After graduating from Taipei First Girls' High School, Chow studied law at National Chengchi University and graduated with a Bachelor of Laws (LL.B.) degree. She then completed graduate studies in the United States at New York University, earning her Master of Laws (LL.M.) from the New York University School of Law.

Chow was a high-school classmate of Ma Ying-jeou's sister. Chow and Ma married in New York. She worked as a research assistant, assistant librarian, and maître d’hôtel at a Chinese restaurant to support her husband through Harvard Law School. They have two daughters, Lesley (Ma Wei-chung, 馬唯中) and Kelly (Ma Yuan-chung, 馬元中). Lesley was born in 1980 in the United States when Ma was attending Harvard; she completed her undergraduate work at Harvard University, her MA at New York University, and her PhD at the University of California San Diego. She is the Ming Chu Hsu and Daniel Xu Associate Curator of Asian Art in the Department of Modern and Contemporary Art at The Metropolitan Museum of Art, New York. The younger daughter, Kelly, was born in Taiwan and completed her undergraduate studies at Brown University in Rhode Island.

==Career==
Ma was employed at the Mega International Commercial Bank in Taiwan in its legal department. After Ma won the 2008 presidential election, she said she would continue her professional work. At the time, the only change she has made to her lifestyle was taking a chauffeured ride to work instead of public transportation.
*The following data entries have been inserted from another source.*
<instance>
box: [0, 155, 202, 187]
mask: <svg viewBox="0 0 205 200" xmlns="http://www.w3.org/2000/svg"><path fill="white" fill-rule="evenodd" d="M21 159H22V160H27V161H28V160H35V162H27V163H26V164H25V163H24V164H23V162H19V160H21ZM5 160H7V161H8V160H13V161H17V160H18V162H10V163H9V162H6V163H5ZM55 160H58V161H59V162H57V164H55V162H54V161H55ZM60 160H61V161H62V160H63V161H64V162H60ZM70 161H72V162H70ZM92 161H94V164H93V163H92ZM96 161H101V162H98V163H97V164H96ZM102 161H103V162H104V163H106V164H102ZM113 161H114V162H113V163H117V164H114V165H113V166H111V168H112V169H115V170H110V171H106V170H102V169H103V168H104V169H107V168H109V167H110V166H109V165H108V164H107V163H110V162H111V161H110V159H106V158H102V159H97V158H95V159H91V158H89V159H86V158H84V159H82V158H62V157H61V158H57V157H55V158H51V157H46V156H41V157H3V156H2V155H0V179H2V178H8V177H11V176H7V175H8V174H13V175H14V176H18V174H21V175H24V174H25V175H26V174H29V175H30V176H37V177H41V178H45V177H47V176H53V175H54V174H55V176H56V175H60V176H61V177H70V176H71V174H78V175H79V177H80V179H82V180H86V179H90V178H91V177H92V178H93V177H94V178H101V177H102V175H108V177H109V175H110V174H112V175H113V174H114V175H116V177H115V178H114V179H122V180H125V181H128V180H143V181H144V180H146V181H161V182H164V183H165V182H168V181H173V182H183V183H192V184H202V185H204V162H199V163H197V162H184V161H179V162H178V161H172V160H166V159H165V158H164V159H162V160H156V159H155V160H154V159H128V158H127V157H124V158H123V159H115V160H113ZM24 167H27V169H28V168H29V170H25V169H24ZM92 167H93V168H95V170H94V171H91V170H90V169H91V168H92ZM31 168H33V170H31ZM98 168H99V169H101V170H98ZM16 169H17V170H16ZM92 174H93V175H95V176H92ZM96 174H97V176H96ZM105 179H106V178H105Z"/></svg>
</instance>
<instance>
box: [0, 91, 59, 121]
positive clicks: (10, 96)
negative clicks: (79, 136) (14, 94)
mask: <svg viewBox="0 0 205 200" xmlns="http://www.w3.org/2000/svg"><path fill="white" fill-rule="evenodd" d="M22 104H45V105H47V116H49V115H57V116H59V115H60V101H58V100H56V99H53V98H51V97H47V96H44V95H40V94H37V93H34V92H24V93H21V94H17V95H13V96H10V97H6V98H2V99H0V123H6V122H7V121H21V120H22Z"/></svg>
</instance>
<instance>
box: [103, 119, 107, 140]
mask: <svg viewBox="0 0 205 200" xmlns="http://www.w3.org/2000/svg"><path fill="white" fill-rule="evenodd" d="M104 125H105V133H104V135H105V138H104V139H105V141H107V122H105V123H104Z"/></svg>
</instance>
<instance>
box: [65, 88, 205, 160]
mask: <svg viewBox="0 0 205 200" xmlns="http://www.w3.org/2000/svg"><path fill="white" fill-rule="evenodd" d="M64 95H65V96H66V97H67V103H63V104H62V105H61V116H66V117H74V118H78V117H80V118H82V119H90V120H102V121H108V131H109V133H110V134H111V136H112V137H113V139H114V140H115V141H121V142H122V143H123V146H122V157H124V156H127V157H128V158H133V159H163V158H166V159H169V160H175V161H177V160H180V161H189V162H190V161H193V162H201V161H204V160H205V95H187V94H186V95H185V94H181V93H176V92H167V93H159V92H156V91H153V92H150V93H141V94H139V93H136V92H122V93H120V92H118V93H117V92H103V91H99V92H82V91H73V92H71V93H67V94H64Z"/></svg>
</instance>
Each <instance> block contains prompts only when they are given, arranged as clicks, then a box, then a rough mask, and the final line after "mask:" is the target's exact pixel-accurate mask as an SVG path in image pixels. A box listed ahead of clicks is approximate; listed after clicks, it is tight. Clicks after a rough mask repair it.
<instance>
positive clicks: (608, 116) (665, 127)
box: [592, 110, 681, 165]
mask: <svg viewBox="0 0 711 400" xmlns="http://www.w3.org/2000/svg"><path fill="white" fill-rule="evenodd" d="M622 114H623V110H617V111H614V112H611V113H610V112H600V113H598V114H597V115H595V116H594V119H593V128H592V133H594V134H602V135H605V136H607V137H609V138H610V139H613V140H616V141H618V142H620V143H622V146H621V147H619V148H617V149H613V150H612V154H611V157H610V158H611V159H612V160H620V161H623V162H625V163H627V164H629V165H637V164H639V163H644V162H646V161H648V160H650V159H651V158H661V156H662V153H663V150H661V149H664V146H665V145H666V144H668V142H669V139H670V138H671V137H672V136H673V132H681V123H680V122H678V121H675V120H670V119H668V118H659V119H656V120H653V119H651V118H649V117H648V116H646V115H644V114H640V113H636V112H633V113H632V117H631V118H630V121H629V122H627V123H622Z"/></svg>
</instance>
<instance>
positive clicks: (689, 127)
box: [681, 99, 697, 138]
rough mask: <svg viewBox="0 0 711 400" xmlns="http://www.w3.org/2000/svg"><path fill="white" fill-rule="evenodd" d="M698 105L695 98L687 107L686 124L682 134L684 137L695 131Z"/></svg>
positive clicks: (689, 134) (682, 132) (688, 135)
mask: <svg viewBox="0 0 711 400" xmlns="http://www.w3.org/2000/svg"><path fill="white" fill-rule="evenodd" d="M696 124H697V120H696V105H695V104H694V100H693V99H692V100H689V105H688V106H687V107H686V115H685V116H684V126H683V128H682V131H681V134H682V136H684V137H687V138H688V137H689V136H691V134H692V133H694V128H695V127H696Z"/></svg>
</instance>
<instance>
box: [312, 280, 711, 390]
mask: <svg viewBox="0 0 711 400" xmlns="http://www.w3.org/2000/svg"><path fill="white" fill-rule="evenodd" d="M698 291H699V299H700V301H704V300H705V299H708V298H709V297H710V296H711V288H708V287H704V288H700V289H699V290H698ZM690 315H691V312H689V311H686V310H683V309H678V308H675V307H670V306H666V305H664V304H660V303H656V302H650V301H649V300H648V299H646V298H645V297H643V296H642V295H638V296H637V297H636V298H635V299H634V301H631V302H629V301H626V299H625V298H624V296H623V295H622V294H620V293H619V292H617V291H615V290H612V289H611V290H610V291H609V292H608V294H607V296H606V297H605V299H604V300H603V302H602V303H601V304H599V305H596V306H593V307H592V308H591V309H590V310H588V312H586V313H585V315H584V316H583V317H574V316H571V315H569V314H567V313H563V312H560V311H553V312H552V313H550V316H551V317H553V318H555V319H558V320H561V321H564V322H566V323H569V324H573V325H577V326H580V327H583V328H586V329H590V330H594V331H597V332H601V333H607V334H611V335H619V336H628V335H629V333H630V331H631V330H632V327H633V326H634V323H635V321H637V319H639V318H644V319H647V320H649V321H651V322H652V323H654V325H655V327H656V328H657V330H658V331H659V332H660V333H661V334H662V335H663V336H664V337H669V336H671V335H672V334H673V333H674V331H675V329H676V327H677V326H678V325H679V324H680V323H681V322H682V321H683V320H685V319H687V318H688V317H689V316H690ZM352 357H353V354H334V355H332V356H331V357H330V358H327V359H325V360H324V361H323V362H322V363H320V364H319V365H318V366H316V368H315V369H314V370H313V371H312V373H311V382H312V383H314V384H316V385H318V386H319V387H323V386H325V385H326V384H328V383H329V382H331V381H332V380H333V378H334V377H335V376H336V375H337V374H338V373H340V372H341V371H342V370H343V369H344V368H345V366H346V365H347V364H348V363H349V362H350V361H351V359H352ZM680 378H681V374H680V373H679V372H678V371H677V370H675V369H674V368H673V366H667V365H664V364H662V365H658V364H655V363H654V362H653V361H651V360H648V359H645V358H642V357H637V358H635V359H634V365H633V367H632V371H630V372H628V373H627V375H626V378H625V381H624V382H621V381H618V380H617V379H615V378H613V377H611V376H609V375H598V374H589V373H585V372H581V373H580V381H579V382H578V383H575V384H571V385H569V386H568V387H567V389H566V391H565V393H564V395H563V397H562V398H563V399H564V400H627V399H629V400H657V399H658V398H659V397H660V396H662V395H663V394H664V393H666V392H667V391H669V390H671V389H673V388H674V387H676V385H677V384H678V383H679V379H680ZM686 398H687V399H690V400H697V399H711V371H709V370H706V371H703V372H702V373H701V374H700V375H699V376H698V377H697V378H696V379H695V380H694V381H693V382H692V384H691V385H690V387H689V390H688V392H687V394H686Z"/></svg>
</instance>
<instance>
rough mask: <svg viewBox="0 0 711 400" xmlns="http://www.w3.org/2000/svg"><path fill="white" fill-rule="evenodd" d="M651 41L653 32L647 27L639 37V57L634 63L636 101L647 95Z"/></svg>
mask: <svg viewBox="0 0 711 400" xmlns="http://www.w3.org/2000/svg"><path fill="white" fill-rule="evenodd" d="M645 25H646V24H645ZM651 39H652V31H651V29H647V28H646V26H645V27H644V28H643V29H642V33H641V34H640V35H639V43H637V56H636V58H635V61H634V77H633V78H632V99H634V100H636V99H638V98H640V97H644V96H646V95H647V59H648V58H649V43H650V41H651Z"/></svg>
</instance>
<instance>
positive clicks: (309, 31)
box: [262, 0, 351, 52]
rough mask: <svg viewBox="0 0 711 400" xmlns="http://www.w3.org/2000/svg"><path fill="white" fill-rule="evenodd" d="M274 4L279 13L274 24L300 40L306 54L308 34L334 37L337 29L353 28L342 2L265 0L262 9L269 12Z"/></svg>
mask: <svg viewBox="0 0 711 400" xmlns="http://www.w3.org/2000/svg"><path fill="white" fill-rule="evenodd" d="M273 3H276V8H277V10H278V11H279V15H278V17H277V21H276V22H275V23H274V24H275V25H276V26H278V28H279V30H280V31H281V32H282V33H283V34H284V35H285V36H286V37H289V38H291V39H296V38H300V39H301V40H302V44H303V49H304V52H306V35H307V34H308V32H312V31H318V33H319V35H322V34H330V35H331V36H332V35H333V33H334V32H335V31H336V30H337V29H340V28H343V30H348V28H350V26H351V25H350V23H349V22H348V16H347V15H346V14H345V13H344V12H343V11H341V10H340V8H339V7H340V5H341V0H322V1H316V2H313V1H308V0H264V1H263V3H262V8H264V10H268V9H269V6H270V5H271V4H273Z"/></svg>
In a change of course, Ma, in a 15 July 2008 CNN interview, stated that his wife would resign her post at the bank to avoid any conflicts of interest or arouse suspicions during his presidency. Her resignation marked a major change for the career-oriented First Lady.

==Personality==
Chow is presented as a stark contrast from her predecessor, Chen Shui-bian's first lady, Wu Shu-chen; Chow is known for staying out of the political limelight and has rarely joined officials' wives at social or official functions. Chow has stated that she will not fulfill "traditional" first lady responsibilities (no former first ladies held an active occupation); she has, however, said that she will fill in on meeting and greeting dignitaries if she has the time.